My biggest recommendation to women looking to join the industry would be to engross themselves in as many departments and speak to as many people as possible. For example, you may join the technology industry in the customer support team, but by understanding how your role contributes to the wider picture, you will be able to cross-train and pick up more skills to expand your career options going forward. It’s also vital to have confidence in yourself and remember that mistakes are good learning experiences.

THE FUTURE OF WOMEN IN TECH

It’s extremely important for women to have role models in technology, and from the earlier age the better. Eventually, it would be great if there isn’t the need to have to highlight ‘women in tech’, it would just be the norm. But when looking at the ratios across the industry, it’s clear that we are still quite a way from this day. The more we can highlight how women can be successful and have flourishing careers in the technology industry, we will hopefully encourage more women to explore the sector as a viable option when looking at career choices.

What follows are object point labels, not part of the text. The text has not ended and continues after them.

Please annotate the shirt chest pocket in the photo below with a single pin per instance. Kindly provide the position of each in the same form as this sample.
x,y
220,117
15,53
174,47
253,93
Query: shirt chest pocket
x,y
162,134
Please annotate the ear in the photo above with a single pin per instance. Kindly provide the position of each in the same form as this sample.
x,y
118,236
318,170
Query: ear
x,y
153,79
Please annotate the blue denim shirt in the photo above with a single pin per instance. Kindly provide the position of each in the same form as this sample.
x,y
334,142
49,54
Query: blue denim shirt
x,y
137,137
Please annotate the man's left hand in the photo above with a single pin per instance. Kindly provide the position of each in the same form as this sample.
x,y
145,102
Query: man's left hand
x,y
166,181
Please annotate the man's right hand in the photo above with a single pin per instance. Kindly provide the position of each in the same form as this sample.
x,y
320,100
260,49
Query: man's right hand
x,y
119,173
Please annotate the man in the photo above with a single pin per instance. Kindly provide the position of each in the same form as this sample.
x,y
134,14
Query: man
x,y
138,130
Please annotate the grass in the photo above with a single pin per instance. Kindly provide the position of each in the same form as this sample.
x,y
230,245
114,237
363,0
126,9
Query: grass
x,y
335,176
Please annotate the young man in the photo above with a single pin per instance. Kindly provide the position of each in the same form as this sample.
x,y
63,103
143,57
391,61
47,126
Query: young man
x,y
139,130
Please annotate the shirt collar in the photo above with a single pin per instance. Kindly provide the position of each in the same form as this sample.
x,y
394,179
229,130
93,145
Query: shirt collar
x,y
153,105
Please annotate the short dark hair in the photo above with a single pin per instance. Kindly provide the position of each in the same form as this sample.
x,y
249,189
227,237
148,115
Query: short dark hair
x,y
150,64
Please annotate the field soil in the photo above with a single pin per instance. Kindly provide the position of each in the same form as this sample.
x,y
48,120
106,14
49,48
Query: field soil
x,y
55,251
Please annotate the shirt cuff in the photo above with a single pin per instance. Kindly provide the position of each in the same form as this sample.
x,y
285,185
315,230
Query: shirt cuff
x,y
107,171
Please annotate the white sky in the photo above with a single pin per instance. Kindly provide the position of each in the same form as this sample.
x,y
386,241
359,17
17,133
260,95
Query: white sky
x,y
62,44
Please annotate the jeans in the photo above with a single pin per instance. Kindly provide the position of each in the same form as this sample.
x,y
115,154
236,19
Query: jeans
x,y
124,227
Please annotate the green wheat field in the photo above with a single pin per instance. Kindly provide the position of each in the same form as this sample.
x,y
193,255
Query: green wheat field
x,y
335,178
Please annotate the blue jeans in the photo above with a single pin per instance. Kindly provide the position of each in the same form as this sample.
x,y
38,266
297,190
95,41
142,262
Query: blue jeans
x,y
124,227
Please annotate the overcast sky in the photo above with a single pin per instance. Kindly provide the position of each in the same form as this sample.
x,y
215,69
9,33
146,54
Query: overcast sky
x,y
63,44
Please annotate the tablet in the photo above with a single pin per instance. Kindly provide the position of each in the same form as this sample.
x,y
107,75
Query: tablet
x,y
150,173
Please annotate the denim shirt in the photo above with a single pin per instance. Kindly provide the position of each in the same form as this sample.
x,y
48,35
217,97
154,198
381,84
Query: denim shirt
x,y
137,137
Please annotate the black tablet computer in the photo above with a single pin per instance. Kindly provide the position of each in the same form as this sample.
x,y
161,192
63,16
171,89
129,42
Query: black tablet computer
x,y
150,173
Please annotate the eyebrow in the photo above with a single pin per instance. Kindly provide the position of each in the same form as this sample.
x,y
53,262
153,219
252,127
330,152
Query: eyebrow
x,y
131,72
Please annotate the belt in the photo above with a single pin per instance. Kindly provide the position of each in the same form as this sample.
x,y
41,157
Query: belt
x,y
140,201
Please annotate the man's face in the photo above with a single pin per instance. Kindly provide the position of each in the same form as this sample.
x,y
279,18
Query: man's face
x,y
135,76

I would also love to see more entry-level programmes across all companies, from large technology firms to SMEs that encourage young people from all backgrounds to learn within their roles. Additionally, the sector could really benefit from programmes that encourage more senior people from other industries to transition across to the technology sector. There are so many skills that are transferable, and I think this could speed up the process of creating a more diverse pool of employees in the technology industry, rather than relying solely on future generations to drive this change.

It’s also vital for the industry to begin identifying the transferable skills – communication, customer service, people management, sales, project management and procurement. If you have developed essentials in one industry whether that is FMCG, Public Sector, Retail or Hospitality you can cross into the Technology Sector – the underpinning skills are often the same.